3. \[2x + 1 = \cos^{-1}(-\dfrac{1}{3})\]
\[2x = \cos^{-1}(-\dfrac{1}{3}) - 1\]
\[x = \dfrac{1}{2}\cos^{-1}(-\dfrac{1}{3}) - \dfrac{1}{2}\]
\[2x + 1 = -\cos^{-1}(-\dfrac{1}{3})\]
\[2x = -\cos^{-1}(-\dfrac{1}{3}) - 1\]
\[x = -\dfrac{1}{2}\cos^{-1}(-\dfrac{1}{3}) - \dfrac{1}{2}\]
4. The period of the function \(y = \cos(2x + 1)\). So the following formulas can be used to generate the solutions for the equation.
\[x = (\dfrac{1}{2}\cos^{-1}(-\dfrac{1}{3}) - \dfrac{1}{2}) + k\pi\] or \[x = (-\dfrac{1}{2}\cos^{-1}(-\dfrac{1}{3}) - \dfrac{1}{2}) + k\pi\]
where \(k\) is some integer.
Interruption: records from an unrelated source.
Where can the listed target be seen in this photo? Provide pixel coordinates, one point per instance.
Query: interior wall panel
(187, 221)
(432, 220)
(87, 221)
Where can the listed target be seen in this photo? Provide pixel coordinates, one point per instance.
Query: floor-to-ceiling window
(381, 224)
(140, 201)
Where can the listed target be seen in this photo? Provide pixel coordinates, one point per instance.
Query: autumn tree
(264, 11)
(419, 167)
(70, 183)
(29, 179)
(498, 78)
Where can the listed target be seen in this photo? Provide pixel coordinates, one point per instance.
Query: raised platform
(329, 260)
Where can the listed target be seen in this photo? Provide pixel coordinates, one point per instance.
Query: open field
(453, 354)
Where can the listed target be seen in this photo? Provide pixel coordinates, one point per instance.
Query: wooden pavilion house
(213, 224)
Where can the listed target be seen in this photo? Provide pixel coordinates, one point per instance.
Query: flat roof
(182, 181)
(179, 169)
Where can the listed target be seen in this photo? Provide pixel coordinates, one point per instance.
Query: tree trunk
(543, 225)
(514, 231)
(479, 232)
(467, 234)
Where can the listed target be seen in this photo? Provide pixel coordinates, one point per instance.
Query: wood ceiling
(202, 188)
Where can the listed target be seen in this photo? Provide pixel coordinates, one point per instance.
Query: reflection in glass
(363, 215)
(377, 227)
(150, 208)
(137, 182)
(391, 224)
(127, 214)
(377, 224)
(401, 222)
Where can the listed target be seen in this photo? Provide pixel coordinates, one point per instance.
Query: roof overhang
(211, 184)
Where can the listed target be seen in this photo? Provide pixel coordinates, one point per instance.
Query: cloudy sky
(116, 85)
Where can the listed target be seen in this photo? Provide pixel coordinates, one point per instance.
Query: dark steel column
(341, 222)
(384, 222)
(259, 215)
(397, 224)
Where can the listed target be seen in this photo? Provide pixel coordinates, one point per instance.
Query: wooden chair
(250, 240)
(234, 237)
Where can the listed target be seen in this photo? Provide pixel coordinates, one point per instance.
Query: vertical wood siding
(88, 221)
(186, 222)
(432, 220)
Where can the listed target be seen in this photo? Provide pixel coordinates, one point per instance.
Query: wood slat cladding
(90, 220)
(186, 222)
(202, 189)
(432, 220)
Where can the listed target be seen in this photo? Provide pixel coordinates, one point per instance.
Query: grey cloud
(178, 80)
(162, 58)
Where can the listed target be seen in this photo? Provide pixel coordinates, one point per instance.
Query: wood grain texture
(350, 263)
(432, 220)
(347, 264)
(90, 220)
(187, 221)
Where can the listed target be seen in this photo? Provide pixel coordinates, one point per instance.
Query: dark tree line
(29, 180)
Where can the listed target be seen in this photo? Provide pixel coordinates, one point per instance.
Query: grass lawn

Notice that we added an integer multiple of the period, which is \(\pi\), to the solutions in (3).
Solving Equations Involving the Tangent Function
Solving an equation of the form \(\tan(x) = q\) is very similar to solving equations of the form \(\cos(x) = q\) or \(\sin(x) = q\). The main differences are the tangent function has a period of \(\pi\) (instead of \(2\pi\)), and the equation \(\tan(x) = q\) has only one solution in a complete period. We, of course, use the inverse tangent function for the equation \(\tan(x) = q\).
Exercise \(\PageIndex{5}\)
Use the inverse tangent function to determine one solution of the equation \[4\tan(x) + 1 = 10\] in the interval \((-\dfrac{\pi}{2} \leq x \leq \dfrac{\pi}{2})\). Then determine a formula that can be used to generate all solutions of this equation.
- Answer
-
We first write the equation \(4\tan(x) + 1 = 10\) in the form \(\tan(x) = \dfrac{9}{4}\). So the only solution of the equation in the interval \(-\dfrac{\pi}{2} \leq x \leq \dfrac{\pi}{2}\) is
\[x = \arctan(\dfrac{9}{4})\]
Since the period of the tangent function is \(\pi\), any solution of this equation can be written in the form \[x = \arctan(\dfrac{9}{4}) + k\pi\] where \(k\) is some integer.
Summary
A trigonometric equation is an equation that involves trigonometric functions. If we can write the trigonometric equation in the form “some trigonometric function of \(x\)” = a number, then we can use the following strategy to solve the equation.
- Find one solution of the equation using the appropriate inverse trigonometric function.
- Determine all solutions of the equation within one complete period of the trigonometric function. (This often involves the use of a reference arc based on the solution obtained in the first step.)
- Use the period of the function to write formulas for all of the solutions of the trigonometric equation.